Even some of the poorest areas in Colombia still have a view of these gorgeous mountains.
Traditional mango ice-cream (with the collated juice at the bottom as the grand finale).
A studio with artwork for sale.
A tribute to the lives lost when the Americans dropped bombs on Comuna 13 to kill the guerillas who ‘apparently’ lived there.
The comuna built these favelas themselves, with zero investment from the government. They help each other to build them but with no regulations, you can imagine that they are incredibly unsafe.
So the artists painted a mural in appreciation of the workers who helped to build their community.
Jam Fyah with some of the young residents.
Iced Lemon Coffee. ¿Che?
Jam Fyah and one of the graffiti artists.
At the end of the tour, I got to try my hand at spray painting. Naturally, I had to leave my favourite Ghanaian symbol.
As you can see from the flyer, there is no price included. So why is it that once I got back to my hostel, these guys told me the tour had a set price of 60k COP? I was mortified as I was expecting to give a tip only. I should have known being picked up, driven to and from the location and being the only one on the tour came with a premium but as I said, the flyer mentioned nothing about the price and all the other Graffiti tours were free! I paid anyway because I didn’t want to sour my experience but I had definitely learned my lesson.
Tip 2: Never assume things are for free! Always ask for the price, especially if one is not mentioned.
The rest of my time in Medellin was spent pigging out in as many joints as I could. The picture above was taken at Tacos Criminales – on Wednesdays their tacos were 3k COP each. And they were delicious. What a bargain!
On Traci’s last night, we ended up at the incredibly popular Bao Bei Cocina. I turned up at the restaurant about 40 minutes before the shop opened and there was already a queue of about 12 people waiting! I had to go inside and add my name to an armlength-sized waiting list and went back outside to perch on a slab of stone. So I knew it had to be good. I was determined to eat there even though I ended up waiting for an hour and a half altogether…

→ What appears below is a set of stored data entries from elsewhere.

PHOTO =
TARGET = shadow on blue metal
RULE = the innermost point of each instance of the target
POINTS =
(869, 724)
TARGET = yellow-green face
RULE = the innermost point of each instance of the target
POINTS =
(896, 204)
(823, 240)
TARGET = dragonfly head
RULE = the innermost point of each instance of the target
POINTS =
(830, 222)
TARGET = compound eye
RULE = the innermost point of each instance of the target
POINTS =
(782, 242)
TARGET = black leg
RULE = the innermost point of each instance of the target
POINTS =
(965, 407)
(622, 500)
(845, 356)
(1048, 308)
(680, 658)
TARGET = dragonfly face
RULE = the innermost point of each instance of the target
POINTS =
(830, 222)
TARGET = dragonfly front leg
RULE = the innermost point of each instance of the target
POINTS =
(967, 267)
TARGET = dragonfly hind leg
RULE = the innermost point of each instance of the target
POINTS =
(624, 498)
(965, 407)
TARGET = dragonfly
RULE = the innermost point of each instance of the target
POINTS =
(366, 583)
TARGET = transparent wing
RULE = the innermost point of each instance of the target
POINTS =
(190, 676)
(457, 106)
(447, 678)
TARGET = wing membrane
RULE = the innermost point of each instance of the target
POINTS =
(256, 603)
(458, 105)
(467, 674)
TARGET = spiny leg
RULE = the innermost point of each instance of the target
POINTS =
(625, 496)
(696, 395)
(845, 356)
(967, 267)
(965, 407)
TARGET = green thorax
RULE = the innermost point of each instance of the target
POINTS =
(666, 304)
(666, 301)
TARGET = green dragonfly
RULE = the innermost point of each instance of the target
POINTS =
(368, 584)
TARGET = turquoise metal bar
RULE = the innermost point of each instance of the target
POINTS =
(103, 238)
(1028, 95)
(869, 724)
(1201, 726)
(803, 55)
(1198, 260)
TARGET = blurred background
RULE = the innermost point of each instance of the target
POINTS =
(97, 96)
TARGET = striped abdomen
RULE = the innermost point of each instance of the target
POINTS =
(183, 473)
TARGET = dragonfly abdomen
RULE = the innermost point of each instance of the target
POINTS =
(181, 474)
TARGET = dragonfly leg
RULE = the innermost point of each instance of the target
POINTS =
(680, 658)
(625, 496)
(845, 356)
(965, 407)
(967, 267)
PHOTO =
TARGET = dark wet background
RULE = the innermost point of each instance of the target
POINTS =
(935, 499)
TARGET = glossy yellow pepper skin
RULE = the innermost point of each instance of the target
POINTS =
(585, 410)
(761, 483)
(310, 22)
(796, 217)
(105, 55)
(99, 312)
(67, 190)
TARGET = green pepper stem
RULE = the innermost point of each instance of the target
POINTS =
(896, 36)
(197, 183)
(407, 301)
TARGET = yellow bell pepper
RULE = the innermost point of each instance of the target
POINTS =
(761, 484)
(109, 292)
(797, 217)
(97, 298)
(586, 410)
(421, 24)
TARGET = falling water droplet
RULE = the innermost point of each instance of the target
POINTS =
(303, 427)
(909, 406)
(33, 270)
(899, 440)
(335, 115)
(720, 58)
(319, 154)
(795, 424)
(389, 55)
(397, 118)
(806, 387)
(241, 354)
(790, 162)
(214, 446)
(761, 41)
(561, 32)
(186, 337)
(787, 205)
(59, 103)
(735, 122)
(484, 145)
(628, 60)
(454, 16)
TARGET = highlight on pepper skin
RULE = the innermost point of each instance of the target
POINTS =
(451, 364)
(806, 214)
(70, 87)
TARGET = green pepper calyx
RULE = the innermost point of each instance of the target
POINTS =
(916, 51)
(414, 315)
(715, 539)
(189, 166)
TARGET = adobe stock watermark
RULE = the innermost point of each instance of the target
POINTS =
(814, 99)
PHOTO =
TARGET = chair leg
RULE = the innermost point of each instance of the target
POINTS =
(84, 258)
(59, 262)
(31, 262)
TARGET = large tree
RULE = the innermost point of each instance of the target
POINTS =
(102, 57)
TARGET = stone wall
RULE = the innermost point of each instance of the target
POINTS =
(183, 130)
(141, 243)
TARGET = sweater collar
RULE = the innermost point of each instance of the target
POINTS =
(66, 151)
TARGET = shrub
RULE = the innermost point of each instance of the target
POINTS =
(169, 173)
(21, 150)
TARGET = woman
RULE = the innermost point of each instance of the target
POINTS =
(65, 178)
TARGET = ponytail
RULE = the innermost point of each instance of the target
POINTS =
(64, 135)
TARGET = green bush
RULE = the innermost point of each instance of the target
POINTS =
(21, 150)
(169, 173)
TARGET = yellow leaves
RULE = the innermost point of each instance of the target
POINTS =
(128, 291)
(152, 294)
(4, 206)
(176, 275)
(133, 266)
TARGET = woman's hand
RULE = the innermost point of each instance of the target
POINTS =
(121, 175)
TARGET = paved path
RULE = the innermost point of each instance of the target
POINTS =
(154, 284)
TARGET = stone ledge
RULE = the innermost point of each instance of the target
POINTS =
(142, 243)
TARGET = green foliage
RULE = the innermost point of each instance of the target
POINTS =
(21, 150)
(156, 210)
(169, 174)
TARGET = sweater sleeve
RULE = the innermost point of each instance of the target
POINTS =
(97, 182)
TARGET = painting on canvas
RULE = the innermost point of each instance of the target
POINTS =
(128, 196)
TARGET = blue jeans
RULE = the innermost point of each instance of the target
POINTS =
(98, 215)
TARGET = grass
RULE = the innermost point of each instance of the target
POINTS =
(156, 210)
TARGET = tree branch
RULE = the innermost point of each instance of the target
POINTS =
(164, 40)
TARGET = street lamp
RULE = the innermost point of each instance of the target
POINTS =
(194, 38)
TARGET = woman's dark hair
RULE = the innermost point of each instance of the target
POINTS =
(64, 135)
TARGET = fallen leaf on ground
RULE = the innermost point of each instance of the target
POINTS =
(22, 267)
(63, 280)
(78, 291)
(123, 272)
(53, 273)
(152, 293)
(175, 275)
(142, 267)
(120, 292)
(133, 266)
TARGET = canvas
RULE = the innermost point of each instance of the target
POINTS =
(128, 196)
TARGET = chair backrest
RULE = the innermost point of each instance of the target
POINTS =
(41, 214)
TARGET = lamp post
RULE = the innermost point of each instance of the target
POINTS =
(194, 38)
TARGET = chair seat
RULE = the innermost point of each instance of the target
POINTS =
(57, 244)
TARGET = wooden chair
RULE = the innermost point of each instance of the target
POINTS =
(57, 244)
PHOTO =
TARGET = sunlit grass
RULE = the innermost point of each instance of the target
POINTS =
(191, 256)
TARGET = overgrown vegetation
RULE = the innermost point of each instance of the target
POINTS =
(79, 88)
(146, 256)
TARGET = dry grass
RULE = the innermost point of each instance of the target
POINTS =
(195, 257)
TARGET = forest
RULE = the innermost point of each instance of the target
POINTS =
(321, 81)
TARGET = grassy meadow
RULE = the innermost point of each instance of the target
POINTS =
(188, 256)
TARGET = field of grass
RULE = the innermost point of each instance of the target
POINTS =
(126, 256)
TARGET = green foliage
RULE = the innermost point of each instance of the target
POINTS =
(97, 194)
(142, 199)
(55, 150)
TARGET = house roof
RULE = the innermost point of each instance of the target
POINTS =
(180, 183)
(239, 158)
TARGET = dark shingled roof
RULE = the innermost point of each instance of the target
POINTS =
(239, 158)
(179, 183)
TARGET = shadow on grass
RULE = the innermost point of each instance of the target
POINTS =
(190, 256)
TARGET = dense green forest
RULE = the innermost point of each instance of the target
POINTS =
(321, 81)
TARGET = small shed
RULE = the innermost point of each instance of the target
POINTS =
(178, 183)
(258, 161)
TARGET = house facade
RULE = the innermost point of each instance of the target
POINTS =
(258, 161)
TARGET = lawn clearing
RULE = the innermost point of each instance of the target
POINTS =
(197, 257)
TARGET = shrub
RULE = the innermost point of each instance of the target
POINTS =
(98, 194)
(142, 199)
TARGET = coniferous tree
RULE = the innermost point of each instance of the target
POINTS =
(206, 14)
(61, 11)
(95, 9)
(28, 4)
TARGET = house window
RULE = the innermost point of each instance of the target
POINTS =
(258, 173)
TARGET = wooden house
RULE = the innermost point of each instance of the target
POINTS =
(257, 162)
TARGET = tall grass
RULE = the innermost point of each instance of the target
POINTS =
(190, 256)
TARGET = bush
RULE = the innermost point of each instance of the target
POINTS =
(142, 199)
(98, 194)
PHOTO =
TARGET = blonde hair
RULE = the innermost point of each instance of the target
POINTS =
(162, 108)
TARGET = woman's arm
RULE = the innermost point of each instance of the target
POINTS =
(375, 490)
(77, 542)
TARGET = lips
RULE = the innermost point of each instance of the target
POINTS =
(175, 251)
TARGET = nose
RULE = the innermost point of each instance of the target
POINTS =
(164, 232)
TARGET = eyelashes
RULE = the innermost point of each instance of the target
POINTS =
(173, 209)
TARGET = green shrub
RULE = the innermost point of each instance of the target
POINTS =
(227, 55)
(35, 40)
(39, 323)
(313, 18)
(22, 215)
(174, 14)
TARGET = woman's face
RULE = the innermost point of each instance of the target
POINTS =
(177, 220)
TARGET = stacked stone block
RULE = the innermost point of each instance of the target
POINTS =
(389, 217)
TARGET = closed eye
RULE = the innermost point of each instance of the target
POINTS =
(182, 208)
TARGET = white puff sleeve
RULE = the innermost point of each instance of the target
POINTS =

Other than eating, I ended up getting kicked out of my hostel because Medellin became hectic towards the weekend and I failed to book my space. I moved to Arcadia hostel which was muuuuchh more social, even if it did mean I had to queue in the mornings in order to make my own pancakes. I met an interesting guy there called Ross – turns out he went to the same university as me! UoN all day every day! What a small world. We went to the Memorial Museum together and learned about the devastating history of the people of Medellin specifically, as well as Colombia as a whole. I also went on a city tour where my wonderful guide, Camilo, addressed the elephant in the room and pre-empted questions about the ‘famous criminal’ (as he liked to call him) Pablo Escobar. Both were very interesting and memorable experiences.
I spent one day in Guatapé (which will be the subject matter of my next post) with a friend I met in Cali named Joana,
I did enjoy Medellin but it didn’t live up to the expectations people had set, I’m afraid. I think this is down to two things:
- I absolutely adored Cali and it was a tough act to follow…
- There were waaaaay too many gringos there. I blame Netflix’s Narcos for that – people are obviously obsessed with Pablo Escobar and everyone wants to say they’ve been to his hometown (including moi). But it just meant so many places were overcrowded and shop owners could really bump up their prices. I literally felt like I was in London at times.
Saying that though, I would definitely return. There was so much more to Medellin that I didn’t get to witness but I think it will be best to see it all with some friends and when I’m a little more proficient in Español!
Chit Chat: Have you been to Medellin before? What did you honestly think? Would you go/go back?